There were many such afternoons before this, and many after. While the adults were either asleep or watching TV, us kids had all descended on the little bridge over the canal just outside of our colony. I guess the grown-ups were rather happy to have us off their backs for a few hours. We were engaged in one of our favourite post-monsoon activities - fishing. The rains would bring water into the canal, which would first wash away all the bushes that had filled its waterless bed over summer, and then, once the rains had gone, there would be fishes. And we would go fishing.

There were many ways to do this, none of which we were really all that good at. Mammoonju, the local grocer, would keep fishing hooks and twine, which we acquired for a buck and fifty paise. A shrub in the neighbourhood would lose a long-ish branch, and we were in business. Worms would be dug and speared on the hook, a bit of thermocol for a bobber, and all we had to do was wait. We never caught much fish this way, maybe less than a dozen in all the years combined. On the few occasions we did catch one, we never knew what to do with it. The first time we caught one, bigger boys from the colony nearby told us we should put fevicol on its lip over the hook wound so that it would heal and we could keep it as a pet. The only reason that fish lived was because amma's suspicions were aroused when she saw us heading towards the garage with a bottle of fevicol and a bottle with the fish in it.

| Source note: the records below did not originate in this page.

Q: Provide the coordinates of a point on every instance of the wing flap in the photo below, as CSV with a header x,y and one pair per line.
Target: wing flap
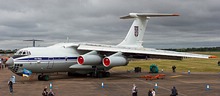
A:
x,y
146,51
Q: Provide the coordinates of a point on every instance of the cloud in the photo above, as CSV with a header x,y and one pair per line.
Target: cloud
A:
x,y
97,21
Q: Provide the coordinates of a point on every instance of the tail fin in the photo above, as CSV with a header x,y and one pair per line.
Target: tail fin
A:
x,y
136,32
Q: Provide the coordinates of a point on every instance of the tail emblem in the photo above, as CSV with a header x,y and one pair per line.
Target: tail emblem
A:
x,y
136,31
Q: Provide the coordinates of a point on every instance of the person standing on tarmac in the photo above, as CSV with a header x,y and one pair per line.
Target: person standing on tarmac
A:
x,y
134,90
10,85
174,68
153,92
45,93
174,91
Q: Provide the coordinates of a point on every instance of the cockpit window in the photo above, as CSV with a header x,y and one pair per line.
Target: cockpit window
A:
x,y
23,52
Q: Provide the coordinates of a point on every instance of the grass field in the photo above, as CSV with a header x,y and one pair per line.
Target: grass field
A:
x,y
192,64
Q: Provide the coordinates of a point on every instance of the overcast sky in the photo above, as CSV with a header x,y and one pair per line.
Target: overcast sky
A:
x,y
97,21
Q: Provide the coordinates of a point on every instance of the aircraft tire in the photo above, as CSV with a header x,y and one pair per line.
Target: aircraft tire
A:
x,y
69,74
40,77
107,74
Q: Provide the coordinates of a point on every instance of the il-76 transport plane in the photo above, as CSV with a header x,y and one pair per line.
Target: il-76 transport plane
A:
x,y
94,59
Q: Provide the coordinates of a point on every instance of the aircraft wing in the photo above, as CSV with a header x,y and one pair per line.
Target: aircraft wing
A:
x,y
150,53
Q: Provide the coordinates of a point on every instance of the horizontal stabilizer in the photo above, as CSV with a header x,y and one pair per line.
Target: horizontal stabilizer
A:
x,y
135,15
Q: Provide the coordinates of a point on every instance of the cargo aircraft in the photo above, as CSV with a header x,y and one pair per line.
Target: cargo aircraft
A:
x,y
93,59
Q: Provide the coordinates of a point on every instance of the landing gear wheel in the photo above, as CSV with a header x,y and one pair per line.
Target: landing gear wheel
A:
x,y
99,75
46,77
69,74
107,74
43,77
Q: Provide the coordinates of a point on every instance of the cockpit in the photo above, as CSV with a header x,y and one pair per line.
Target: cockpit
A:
x,y
21,53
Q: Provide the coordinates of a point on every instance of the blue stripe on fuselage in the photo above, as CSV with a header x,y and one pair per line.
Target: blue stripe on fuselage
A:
x,y
49,58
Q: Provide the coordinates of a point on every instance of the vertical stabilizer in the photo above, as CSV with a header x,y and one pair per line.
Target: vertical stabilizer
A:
x,y
136,32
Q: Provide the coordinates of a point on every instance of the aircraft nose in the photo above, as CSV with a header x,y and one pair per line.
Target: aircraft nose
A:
x,y
10,61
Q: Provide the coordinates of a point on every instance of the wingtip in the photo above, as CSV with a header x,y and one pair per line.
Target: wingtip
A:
x,y
212,56
176,14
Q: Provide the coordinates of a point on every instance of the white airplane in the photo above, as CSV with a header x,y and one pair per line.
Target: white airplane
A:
x,y
94,59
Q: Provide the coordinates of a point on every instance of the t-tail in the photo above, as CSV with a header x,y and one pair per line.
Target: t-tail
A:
x,y
135,34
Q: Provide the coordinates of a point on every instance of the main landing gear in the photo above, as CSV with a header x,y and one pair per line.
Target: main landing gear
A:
x,y
43,77
101,74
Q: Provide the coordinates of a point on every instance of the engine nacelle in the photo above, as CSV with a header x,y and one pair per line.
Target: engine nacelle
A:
x,y
91,58
114,60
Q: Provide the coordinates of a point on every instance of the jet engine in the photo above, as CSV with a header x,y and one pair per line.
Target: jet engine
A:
x,y
91,58
116,59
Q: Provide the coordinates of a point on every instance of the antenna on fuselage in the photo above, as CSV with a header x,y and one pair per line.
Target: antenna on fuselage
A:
x,y
33,40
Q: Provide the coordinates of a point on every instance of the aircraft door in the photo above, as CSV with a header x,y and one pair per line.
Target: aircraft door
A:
x,y
50,63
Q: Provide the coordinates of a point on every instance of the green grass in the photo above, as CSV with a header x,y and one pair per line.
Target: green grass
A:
x,y
192,64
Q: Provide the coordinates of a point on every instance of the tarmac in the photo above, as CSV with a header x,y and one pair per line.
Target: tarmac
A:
x,y
119,84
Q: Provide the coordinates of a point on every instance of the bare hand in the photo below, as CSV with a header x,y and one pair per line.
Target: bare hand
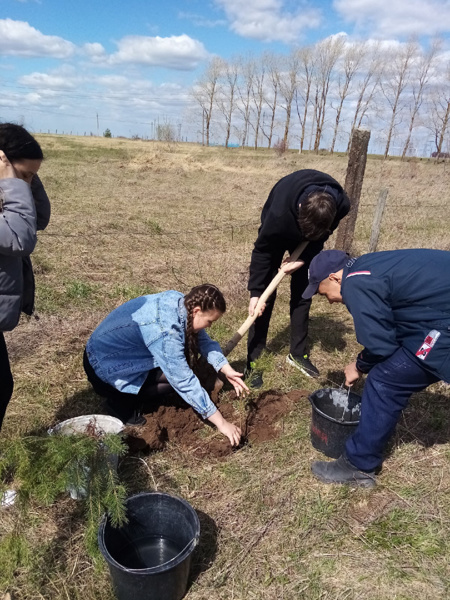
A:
x,y
351,374
6,169
234,377
252,306
232,432
289,266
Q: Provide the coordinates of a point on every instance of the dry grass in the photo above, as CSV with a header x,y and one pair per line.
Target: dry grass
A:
x,y
139,217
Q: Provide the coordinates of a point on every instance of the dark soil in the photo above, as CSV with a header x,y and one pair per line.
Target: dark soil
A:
x,y
176,421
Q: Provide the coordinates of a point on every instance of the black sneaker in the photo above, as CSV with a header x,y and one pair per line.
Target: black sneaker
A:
x,y
303,364
252,377
124,415
342,471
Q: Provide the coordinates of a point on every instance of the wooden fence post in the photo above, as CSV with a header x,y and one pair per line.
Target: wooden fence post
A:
x,y
353,184
376,225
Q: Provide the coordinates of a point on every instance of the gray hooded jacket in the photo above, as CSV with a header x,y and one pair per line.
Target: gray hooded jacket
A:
x,y
23,210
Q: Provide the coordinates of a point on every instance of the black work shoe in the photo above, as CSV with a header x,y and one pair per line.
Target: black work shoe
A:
x,y
252,377
124,415
303,364
342,471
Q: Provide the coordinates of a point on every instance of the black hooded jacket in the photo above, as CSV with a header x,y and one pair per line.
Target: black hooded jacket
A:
x,y
279,230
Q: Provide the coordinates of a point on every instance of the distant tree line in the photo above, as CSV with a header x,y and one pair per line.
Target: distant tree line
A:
x,y
317,95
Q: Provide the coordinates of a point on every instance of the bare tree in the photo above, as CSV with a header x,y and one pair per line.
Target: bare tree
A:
x,y
205,92
440,110
259,75
272,63
288,82
328,52
419,81
226,97
244,88
352,59
394,82
368,85
303,91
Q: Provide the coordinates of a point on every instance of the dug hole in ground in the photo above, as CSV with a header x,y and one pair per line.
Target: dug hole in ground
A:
x,y
173,420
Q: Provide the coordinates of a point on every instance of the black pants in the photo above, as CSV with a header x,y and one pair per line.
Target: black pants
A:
x,y
6,379
122,404
299,312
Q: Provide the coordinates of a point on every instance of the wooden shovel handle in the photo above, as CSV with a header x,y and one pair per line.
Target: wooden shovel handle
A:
x,y
237,337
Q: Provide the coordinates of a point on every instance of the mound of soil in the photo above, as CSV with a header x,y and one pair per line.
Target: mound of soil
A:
x,y
174,420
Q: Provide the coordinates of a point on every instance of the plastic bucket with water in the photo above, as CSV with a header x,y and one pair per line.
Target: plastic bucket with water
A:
x,y
149,558
94,424
335,416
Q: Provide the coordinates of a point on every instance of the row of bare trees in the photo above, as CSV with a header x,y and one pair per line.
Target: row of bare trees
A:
x,y
319,94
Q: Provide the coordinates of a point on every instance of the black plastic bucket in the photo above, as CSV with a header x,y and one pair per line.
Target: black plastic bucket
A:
x,y
149,558
335,416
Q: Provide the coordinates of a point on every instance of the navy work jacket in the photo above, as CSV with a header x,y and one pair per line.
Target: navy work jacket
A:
x,y
401,298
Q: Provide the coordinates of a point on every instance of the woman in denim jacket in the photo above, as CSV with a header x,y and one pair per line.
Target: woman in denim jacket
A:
x,y
150,346
24,208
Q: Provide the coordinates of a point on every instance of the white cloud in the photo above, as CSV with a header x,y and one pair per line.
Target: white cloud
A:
x,y
200,20
267,20
18,38
94,50
44,80
175,52
385,18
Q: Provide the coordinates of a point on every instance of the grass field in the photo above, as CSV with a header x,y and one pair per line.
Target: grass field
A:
x,y
132,217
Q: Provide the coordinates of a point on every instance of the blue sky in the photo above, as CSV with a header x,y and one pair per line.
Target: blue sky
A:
x,y
63,63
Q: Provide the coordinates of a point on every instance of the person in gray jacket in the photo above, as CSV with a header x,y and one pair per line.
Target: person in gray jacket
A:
x,y
24,208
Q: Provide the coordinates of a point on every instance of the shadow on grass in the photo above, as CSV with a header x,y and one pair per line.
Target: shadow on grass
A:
x,y
328,332
206,551
426,420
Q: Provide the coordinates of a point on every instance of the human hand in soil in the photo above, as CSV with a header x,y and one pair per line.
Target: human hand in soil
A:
x,y
351,374
290,267
6,169
252,306
232,432
234,377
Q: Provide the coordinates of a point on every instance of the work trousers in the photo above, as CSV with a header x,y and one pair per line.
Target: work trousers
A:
x,y
6,379
299,313
387,391
122,404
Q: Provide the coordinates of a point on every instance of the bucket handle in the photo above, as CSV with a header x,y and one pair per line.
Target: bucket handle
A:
x,y
195,540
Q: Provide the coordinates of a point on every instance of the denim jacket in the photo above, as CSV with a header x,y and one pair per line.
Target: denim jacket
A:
x,y
149,332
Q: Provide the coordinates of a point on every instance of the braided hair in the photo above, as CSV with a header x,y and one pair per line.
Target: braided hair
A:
x,y
207,297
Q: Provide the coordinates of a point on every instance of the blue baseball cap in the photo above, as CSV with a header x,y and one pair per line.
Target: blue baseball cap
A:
x,y
326,262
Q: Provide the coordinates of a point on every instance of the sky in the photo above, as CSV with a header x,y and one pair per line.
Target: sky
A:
x,y
82,67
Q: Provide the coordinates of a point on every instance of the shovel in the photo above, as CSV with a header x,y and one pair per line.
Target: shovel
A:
x,y
237,337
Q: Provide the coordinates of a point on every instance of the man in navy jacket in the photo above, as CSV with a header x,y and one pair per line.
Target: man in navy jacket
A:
x,y
400,304
305,205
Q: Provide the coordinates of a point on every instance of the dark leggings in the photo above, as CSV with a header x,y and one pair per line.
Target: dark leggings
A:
x,y
125,405
6,379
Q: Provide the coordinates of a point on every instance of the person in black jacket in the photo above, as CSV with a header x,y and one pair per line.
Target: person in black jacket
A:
x,y
305,205
400,304
24,209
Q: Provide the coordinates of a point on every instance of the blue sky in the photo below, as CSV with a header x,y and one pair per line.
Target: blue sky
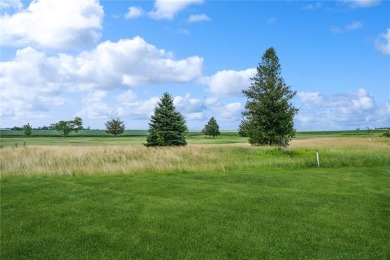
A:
x,y
107,59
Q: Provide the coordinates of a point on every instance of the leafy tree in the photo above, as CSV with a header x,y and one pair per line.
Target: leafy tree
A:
x,y
66,127
167,127
115,126
27,130
268,116
211,128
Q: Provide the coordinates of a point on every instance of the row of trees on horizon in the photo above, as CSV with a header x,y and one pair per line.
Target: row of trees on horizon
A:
x,y
267,119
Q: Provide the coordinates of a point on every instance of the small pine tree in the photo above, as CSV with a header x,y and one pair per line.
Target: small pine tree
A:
x,y
66,127
211,128
27,130
167,127
115,127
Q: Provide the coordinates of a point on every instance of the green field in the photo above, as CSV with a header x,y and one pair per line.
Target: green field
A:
x,y
112,198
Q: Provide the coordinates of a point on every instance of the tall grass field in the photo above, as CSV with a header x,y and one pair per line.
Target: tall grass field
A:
x,y
113,198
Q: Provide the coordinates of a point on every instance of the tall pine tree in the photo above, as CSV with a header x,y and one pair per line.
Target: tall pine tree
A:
x,y
268,116
167,127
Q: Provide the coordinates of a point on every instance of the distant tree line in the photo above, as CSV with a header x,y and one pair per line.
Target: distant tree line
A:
x,y
267,119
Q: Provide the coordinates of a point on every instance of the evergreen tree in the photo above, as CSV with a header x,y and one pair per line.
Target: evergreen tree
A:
x,y
27,130
115,127
167,127
211,128
66,127
268,116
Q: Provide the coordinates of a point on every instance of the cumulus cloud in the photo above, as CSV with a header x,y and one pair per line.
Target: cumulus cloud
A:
x,y
132,62
313,6
28,85
382,43
341,111
128,62
134,12
361,3
198,18
349,27
10,5
166,9
47,24
229,82
110,65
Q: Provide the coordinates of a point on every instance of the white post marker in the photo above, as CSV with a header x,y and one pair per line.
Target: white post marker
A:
x,y
318,158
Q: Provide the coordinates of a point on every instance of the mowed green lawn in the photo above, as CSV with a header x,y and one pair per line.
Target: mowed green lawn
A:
x,y
262,204
286,214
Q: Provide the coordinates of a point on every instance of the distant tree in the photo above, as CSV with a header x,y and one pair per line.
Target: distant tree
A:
x,y
27,130
268,116
211,128
66,127
386,134
115,126
167,127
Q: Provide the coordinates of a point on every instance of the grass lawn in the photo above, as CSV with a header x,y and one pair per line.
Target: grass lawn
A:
x,y
287,214
99,198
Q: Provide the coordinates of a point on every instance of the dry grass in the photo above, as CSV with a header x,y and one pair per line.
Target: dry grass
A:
x,y
92,160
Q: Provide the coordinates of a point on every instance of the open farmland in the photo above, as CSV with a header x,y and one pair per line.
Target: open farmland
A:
x,y
213,199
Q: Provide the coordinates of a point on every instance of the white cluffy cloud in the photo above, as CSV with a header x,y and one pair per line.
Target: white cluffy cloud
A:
x,y
6,5
167,9
349,27
134,12
195,18
53,24
361,3
383,42
47,80
342,111
229,82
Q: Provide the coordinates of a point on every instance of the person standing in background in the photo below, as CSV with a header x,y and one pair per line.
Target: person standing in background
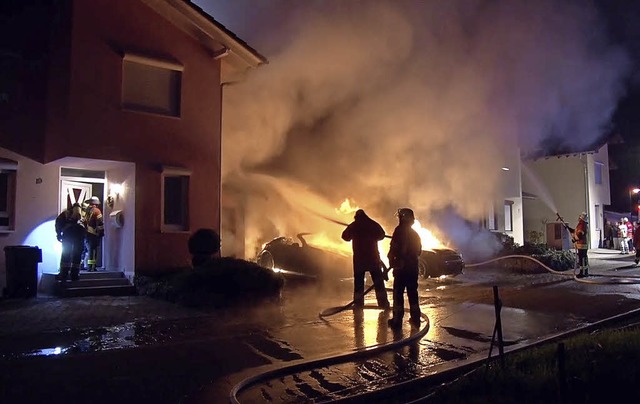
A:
x,y
95,232
364,234
622,232
70,231
404,254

As we grew older, and dare I say braver, we began to get into the water. We would take old towels from home, stand at a suitable place downstream with the towel stretched across the flow, and someone would chase the fishes from upstream. We would catch many, and were suitably gladdened. But of course, soon we wanted to catch bigger fish. Catfish were the holy grail, because they hid in cracks between rocks. The same cracks also housed water snakes, and that was the main reason why fishing in the canal was a clandestine activity. The adults should never know.

Which brings me back to the afternoon. We had seen the boys from the other colony catch huge catfish by ferreting them out of their cracks and chopping them with long knifes while they were still in the water. They took home their prize to cook. We wanted one for a pet, a catfish would've made a very cool pet. We had spotted one in the cracks beneath a little bridge that ran over the canal, and for the first time, we were venturing under it. The fact that it was almost pitch dark under the low bridge made it even more of an adventure. For at least an hour we searched, and even the kids who normally wouldn't get into the water were braving the possibility of water snakes in search of the holy grail in juvenile ichthyology. Since there was only one towel, the others were carrying plastic covers in desperation.

After an hour, spirits were flagging, and I was looking a bit worried as my brother went further under the bridge than all of us had dared so far. Even that intrepid move did not produce the catfish we were after. Just as we were beating retreat and coming out from under the bridge one by one, I looked at Jeffrey. Jeffrey did not particularly like getting wet in the dirty water of the canal, and rarely shared our enthusiasm for such hands-on fishing. He was standing there in the water, his arms drooping, looking as dejected as the rest of us, when a small fish jumped into the air in front of him. I saw his hand move quick as a flash, and the next thing I know is that the fish was flapping about in the plastic cover he was holding. He had snatched a fish out of thin air! The ecstatic scene that followed was not dissimilar to a football team who had just scored a goal. We had just seen the single most amazing thing in our short lives that far. We did not get the damn catfish, but we went home with grins plastered to our faces. No grown up could be told the story. No one would've believed us anyway.